A propos du "national-socialisme", par Jacques Sapir

  • Par arsin
  • Le 10/01/2014
  • Commentaires (0)

Par Jacques Sapir, sur son blog

Commentaire de Pablito Waal : il s'agit d'une suite au débat entre J.Sapir et A.Bernier. L'économiste aborde ici la question du "national-socialisme", terme indéfectiblement lié au régime hitlérien sur le plan langagier, alors que ce régime n'était en fait ni socialiste, ni même vraiment nationaliste (puisque raisonnant au niveau de la "race"). Je suis très en phase avec cette analyse du Troisième Reich, et cela me conforte dans l'idée que traiter un patriote de gauche de "national-socialiste" ne peut pas être considéré comme un "constat", mais seulement comme une injure, qui ne déshonore au fond que ses auteurs.

Dans un billet publié sur ce carnet, Aurélien Bernier a répondu à certaines de mes critiques, et en a accepté d’autres, donnant ainsi un exemple rare d’ouverture au débat.

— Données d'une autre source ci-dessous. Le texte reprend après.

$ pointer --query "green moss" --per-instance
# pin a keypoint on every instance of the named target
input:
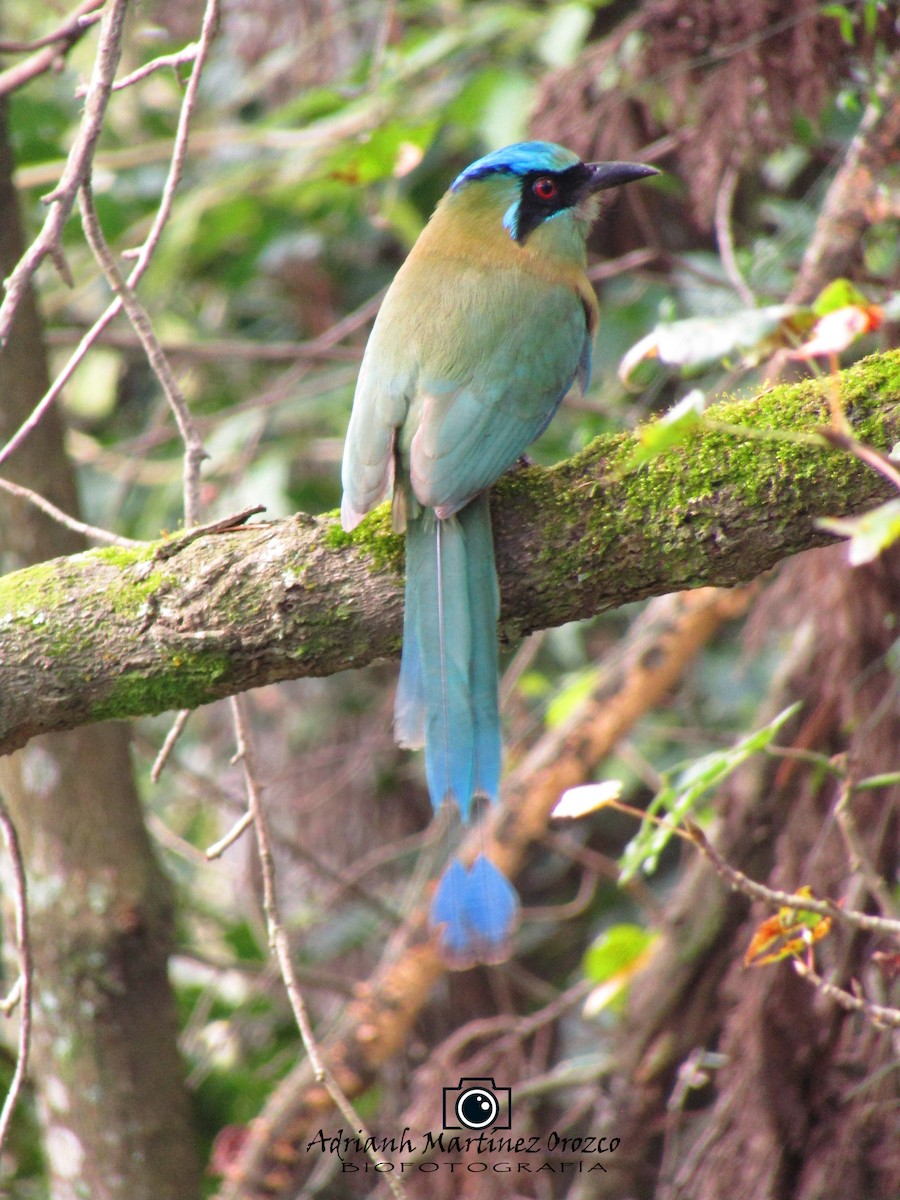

Je voudrais ici le poursuivre sur un point qui me semble essentiel. Ce n’est pas l’analyse discordante (ou peut-être complémentaire) que nous faisons du tournant « européiste » du PCF. Je pense que, si désaccord il y a, il doit plus à une différence de perspective qu’à des problèmes de fond. Aurélien Bernier est venu à la politique au tout début des années 1990, je suis pour ma part venu à la politique en 1968. Ces différences de dates expliquent pour une bonne part la différence des sensibilités. Ce n’est pas, non plus, sur le poids qu’a pu exercer sur l’extrême-gauche l’idéologie de Lutte Ouvrière. J’ai, personnellement, tendance à penser qu’elle fut plus limitée que ce qu’il affirme, mais ceci est un point que de futurs historiens trancheront (s’il a eu l’importance qu’Aurélien Bernier lui accorde…).

Par contre, je voudrais revenir sur l’analyse qui est faite du Front national. Je persiste à penser que l’usage du terme « national-socialiste » pour qualifier la nouvelle « ligne » du Front national est une erreur à la fois historique, théorique et politique.

Disons tout d’abord que le succès d’Hitler ne fut pas dû au seul NSDAP, mais à la capacité du NSDAP de réunir puis d’hégémoniser une alliance allant du conservatisme traditionnel – représenté par Fritz Von Papen ou Hermann Rauschning et des courants anti-démocratique que l’on regroupe sous le vocable de « révolution conservatrice » mais qui sont très divers[1]. Seul, le groupe que Louis Dupeux qualifie de « National-Bolchévique » peut être analysé comme dérivant du socialisme[2]. Certain de ses membres, comme Gregor Strasser, seront assassinés lors de la « nuit des longs couteaux » en 1934, après la prise du pouvoir par Hitler. L’idéologie du NSDAP, telle que Ian Kershaw la décrypte[3], est tout sauf un nationalisme.